The promise of opportunity
It is an April rite of passage for high school seniors: awaiting responses from college admissions offices. Anxiety and tension abound as young men and women wait and wonder: will I be accepted to the college of my choice?
So it is for the high school seniors who come to the Catholic Charities Teen Center at St. Peters. There, 23 of our 25 high school seniors are awaiting answers from colleges including UMass Boston, UMass Dartmouth, Newbury College, University of Bridgeport, Spellman College, and Northeastern University, to name just a few.
Tony is one such student. A reserved young man with a ready smile, Tony moved with his mother and brothers from Cape Verde to the United States just as he was beginning high school. Speaking no English, Tony was enrolled in a Boston public high school. His mother was sure to enroll him at the Teen Center so that Tony would get the support he needed to be successful. He attends the center daily, arriving after finishing work at an afterschool job, earning money his family relies on to get by. He also watches his younger brother while his mother works. Tony is hoping to attend a local college. He worries that if he is far away, he will be unable to help support his family or care for his brother.
Opened in 2002, the Teen Center was developed by Catholic Charities in partnership with Dorchester's newly arriving Cape Verdean families. Parents were clearly concerned about their children, and wanted to develop programs that would help them be both safe and successful. From its start as a small discussion group for neighborhood teens, the Teen Center has grown dramatically over the years. Located in a newly renovated St. Peter's School building in Dorchester's Bowdoin/Geneva neighborhood, a neighborhood better known recently as one of the city's "hot spots" for youth violence, the Teen Center serves more than 350 young students, aged 12 to 19 in grades 7 to 12, annually. We welcome the students each week day from 2 p.m. to 9 p.m. for our comprehensive academic, athletic, and recreational programming.
Reflecting the demographics of the immediate neighborhood, Teen Center youth are 90 percent Cape Verdean and many are newly arrived or first generation immigrants. More than 80 percent of Teen Center youth are from families with low-socio-economic status. Like Tony, more than 70 percent of youth enrolled at the Center are not literate in English when they enter the program. Teen Center staff members, however, are all bi- or tri-lingual to accommodate the linguistic and cultural needs of the youth enrolled. Due to the Teen Center's efforts, 100 percent are literate by the end of their first year. Sadly, all have been affected by the street violence in their neighborhoods: 99 percent of the teens know a young person lost to the violence that surrounds them.
The Teen Center is committed to not only getting youth off the street, but also to providing teens with the skills required to succeed over the long-term. Every day, teens are engaged in activities focused on a variety of subjects including English literacy, financial literacy, obtaining and maintaining a job, community service, computer literacy, and academic help in all school subjects. The Teen Center has employed teens as an integral part of the center's programming since 2003. Teens are hired as either Counselors In Training (CIT's) or Peer Leaders, depending on their age and experience.
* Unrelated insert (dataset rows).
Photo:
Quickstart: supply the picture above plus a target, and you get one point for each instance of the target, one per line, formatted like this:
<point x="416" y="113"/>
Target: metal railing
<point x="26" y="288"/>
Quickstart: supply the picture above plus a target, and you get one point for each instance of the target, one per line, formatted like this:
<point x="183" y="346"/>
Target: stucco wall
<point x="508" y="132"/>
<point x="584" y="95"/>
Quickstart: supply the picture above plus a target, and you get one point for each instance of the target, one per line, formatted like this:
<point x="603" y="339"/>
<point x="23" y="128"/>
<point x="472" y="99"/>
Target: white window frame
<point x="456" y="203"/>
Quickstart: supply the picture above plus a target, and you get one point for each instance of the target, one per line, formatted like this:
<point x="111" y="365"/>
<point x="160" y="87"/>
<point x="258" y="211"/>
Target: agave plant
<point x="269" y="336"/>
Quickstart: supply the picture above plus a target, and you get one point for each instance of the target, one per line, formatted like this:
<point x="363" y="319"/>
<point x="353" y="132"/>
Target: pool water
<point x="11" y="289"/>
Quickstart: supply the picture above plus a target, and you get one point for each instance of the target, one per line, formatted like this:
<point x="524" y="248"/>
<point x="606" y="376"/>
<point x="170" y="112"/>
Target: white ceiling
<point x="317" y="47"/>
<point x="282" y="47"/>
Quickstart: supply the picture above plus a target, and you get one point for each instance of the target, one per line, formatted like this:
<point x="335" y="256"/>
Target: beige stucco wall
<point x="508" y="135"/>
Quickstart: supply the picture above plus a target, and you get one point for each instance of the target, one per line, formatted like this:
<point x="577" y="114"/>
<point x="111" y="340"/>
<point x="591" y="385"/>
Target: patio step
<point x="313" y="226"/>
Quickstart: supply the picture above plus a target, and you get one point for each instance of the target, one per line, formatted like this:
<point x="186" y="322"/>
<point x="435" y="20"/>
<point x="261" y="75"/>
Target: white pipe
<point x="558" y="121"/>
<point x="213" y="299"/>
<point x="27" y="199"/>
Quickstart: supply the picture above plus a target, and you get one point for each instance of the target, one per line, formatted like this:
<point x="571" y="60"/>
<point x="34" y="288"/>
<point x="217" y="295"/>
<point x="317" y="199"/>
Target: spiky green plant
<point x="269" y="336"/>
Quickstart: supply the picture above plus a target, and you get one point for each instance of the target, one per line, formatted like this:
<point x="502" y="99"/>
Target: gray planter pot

One of the important aspects of the academic help provided to the students includes MCAS prep, SAT prep and college search help. Using a recently donated computer lab, staff guide the teens through the steps necessary to complete successful applications. Oftentimes, our teens are the first in their families to even apply to college, let alone be in the position to receive acceptance letters. In addition to helping with the applications, the staff schedule regular college-visit field trips that allow interested teens to experience a college campus for the first time. Like Tony, these college visits have a tremendous impact on a young student who may have never imagined that they could attend college.
Also like Tony, we are saying prayers as our Teen Center high school seniors await their college acceptance letters; knowing that these letters come with the hope and promise of opportunity, which can change a person's life forever.
Debbie Rambo is president of Catholic Charities of the Archdiocese of Boston.